Because of his illness, I decided to help by moving him to an assisted living place a mile from our house. I took him to doctor’s appointments and out for meals, but for the first year I always felt on edge. I didn’t know how to interact with him. Eventually, we started being less rigid with each other. He was still a jerk, but he could also be kind, too, which was weird to see—even showing me physical affection like patting my hand.
During several years of helping to take care of him, I probably looked through thousands of photos he had saved, spanning decades. It was the craziest thing to look at photos of my childhood and see things I hadn’t remembered. It makes you think—Don’t trust your memory. It may not be as complete as you believe.
My whole life, we had been very formal with each other—no terms of endearment. I’d always called him by his first name. But in the last year of his life, somewhere along the way, I transitioned to calling him “Dad.”
We never really fully reconciled, but I did forgive him. At times, I felt angry that I never got a sorry from him. I never got that moment. Even now, when I see a man being compassionate toward his child, I get emotional. It’s still so foreign. But I realized that holding on to that anger only hurt me.
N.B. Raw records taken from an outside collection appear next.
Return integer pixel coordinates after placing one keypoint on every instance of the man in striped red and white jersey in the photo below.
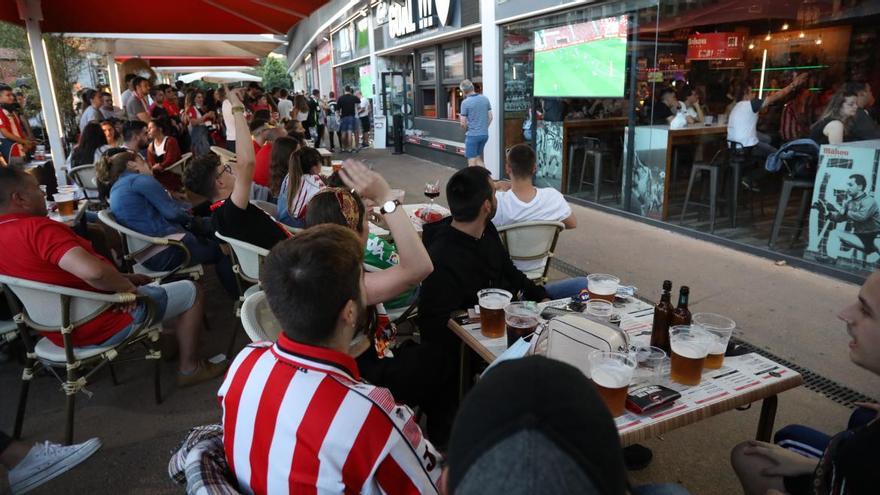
(296, 417)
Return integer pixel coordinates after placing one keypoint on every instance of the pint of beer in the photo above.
(521, 319)
(66, 204)
(690, 345)
(602, 286)
(611, 373)
(492, 303)
(721, 328)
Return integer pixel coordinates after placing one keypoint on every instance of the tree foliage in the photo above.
(274, 74)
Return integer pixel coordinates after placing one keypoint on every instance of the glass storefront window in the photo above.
(427, 66)
(478, 60)
(645, 91)
(429, 102)
(453, 63)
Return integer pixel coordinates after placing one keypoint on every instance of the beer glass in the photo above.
(521, 319)
(689, 344)
(65, 203)
(720, 328)
(611, 373)
(650, 362)
(602, 286)
(492, 302)
(600, 309)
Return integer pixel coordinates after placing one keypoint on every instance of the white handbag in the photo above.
(570, 338)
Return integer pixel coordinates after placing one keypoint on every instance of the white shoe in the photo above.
(48, 460)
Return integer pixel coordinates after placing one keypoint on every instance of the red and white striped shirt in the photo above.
(297, 419)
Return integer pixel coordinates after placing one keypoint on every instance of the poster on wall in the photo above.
(548, 148)
(844, 217)
(365, 80)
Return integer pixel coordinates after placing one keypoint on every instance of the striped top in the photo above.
(298, 419)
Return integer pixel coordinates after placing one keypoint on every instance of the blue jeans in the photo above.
(473, 146)
(569, 287)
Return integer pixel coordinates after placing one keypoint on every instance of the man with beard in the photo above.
(14, 143)
(296, 415)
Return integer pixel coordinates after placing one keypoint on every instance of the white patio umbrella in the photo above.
(219, 77)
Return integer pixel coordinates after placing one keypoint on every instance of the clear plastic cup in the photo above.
(602, 286)
(721, 328)
(521, 319)
(690, 345)
(492, 303)
(612, 373)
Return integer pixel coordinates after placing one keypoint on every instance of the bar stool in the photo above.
(788, 185)
(714, 170)
(591, 148)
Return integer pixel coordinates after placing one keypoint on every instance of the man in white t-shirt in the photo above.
(526, 203)
(742, 127)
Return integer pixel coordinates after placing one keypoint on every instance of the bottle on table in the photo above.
(682, 315)
(662, 315)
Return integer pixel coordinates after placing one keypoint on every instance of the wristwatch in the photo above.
(389, 206)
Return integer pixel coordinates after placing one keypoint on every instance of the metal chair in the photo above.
(53, 308)
(530, 241)
(179, 167)
(246, 261)
(134, 243)
(86, 177)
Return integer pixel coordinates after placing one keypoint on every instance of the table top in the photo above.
(410, 210)
(740, 381)
(71, 220)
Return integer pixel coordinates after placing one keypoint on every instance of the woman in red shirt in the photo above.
(162, 152)
(200, 120)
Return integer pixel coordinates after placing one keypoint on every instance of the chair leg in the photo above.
(687, 196)
(27, 376)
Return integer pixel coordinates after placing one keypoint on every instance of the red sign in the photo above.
(715, 46)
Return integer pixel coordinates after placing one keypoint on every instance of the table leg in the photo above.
(768, 416)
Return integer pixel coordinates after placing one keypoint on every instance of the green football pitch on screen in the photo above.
(590, 69)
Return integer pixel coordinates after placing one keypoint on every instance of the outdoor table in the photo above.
(71, 220)
(410, 210)
(740, 381)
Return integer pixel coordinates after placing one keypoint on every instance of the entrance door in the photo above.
(393, 99)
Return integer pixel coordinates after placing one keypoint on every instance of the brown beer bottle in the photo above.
(662, 316)
(681, 315)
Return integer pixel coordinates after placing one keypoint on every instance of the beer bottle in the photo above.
(681, 315)
(662, 316)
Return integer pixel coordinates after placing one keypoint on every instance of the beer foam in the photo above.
(612, 374)
(494, 301)
(690, 350)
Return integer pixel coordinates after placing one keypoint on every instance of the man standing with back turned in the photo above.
(475, 116)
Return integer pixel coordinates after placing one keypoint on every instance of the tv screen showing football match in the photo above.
(586, 60)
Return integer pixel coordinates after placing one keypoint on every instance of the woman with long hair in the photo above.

Six years after I went to his house that night, he had to be moved to hospice care. In his last days, I brought all the old love letters he wrote to my mom that I’d found in his house and read them to him. When I walked out of hospice for the last time, I felt the weight of it, but also a sense of peace. I looked back and said, “I tried my best. Maybe you tried yours.”
Sean’s father never lifted a finger to make up for the past, nor did he apologize for the wounds that turned Sean into a broken boy. Nevertheless, Sean listened to the prompting of the Holy Spirit and made a choice: forgiveness by faith, as an act of the will—an act that helped heal a broken boy and made the impossible possible.
Take a moment to reflect on your own story, and then take another look at the words of the prayer on page 122.
NOW WHAT?
The beautiful thing about unilateral forgiveness is that it begins to replace negative emotions with love, grace, mercy, and compassion.
Once you unilaterally forgive your parents, you may begin to see them in a different light, or to have a deeper understanding of how they became the parents they were. I’ll show you how to rethink their stories in the next chapter, but first, answer the reflection and discussion questions.
REFLECTION AND DISCUSSION
- How have you softened toward your parents, and why?
- What might your life be like in ten years if you don’t forgive your parents?
- What makes biblical forgiveness unique?
- Did you pray and unilaterally forgive your parents? How does that make you feel? If not, what’s holding you back?